A Letter to My Unborn Daughter
What I wish my mother told me, and what I wish to say to women of the upcoming generations.
What I wish my mother told me, and what I wish to say to women of the upcoming generations.
When I was young, my mother told me to be strong.
Strong didn’t mean having courage enough to carve my own path. It meant I should pick the template generations of women before me have chosen, and stick to it no matter what.
Strong didn’t mean choosing a career that quenches my heart’s thirst for adventure. It meant I should find a high-paying, “stable” job that pays my bills and lets me support my family.
Strong didn’t mean finding family in strangers, and filling my world with people who see the world through the same lenses as I do. It meant finding a man, having two children, and starting a family to ensure I’m not lonely and sad in my older years.
My mother defined strength the only way she knew, the way her mother had done before her: Strength is when you learn to endure.
When you can take on the pressures of the world and still fulfil your duties as a mother, wife, sister, and daughter.
I have the privilege my mother never did.

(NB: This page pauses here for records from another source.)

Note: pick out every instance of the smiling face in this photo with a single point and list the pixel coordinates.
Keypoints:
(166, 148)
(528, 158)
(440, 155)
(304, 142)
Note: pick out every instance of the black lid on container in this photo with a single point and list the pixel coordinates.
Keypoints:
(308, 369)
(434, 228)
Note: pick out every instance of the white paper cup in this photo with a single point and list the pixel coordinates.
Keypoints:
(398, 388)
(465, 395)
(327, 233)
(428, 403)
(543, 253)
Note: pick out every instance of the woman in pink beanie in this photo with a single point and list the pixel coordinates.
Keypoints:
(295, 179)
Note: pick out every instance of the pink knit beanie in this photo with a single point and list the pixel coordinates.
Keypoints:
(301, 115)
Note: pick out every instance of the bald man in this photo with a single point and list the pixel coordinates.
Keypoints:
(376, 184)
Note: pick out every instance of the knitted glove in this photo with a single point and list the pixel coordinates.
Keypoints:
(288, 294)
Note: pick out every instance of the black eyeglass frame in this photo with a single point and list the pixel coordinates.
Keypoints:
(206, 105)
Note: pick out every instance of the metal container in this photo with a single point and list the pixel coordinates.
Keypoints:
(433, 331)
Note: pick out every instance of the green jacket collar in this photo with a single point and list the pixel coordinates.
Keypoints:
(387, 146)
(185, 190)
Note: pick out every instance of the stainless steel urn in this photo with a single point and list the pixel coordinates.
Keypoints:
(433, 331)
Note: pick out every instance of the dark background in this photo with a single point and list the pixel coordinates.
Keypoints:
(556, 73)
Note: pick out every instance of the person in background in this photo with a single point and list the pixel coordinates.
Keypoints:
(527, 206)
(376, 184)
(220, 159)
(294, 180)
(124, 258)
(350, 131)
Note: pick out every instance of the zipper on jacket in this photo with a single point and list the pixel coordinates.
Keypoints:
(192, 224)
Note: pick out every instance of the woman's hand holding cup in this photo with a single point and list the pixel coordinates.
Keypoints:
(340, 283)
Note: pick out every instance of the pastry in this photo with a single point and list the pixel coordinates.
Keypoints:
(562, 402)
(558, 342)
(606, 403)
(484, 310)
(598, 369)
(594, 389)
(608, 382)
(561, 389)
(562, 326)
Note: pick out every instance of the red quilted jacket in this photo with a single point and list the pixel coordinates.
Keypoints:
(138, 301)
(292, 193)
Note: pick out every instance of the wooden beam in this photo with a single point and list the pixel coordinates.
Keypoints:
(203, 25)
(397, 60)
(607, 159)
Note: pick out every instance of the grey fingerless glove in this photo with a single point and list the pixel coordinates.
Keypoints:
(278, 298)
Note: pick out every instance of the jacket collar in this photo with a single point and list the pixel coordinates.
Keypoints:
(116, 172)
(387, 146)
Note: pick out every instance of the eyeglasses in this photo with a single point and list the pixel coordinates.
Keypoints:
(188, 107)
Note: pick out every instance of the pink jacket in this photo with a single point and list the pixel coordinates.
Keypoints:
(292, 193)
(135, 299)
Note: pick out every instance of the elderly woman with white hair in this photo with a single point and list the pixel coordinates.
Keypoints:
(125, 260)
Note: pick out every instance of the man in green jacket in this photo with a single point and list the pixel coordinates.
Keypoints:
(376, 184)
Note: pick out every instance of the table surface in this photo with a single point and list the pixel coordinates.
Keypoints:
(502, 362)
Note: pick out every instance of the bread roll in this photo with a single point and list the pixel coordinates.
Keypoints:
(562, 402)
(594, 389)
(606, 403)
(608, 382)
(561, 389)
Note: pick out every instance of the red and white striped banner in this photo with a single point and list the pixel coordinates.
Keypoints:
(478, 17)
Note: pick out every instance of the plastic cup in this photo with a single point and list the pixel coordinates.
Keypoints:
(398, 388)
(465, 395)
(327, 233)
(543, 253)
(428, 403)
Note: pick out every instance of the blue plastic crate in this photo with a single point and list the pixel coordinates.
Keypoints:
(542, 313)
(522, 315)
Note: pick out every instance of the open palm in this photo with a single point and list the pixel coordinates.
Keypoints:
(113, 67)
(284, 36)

I’m born in an era where we have the luxury to choose what dreams we want to chase. This is possible only because of the sacrifices generations of women before me have made.
And I choose to exercise this privilege.
I choose to take away the endurance aspect of strength and add to it something that would make my mother roll her eyes and ask the heavens for guidance: freedom.
Redefining strength as the freedom to choose
If I have a daughter, I’d tell her to be strong.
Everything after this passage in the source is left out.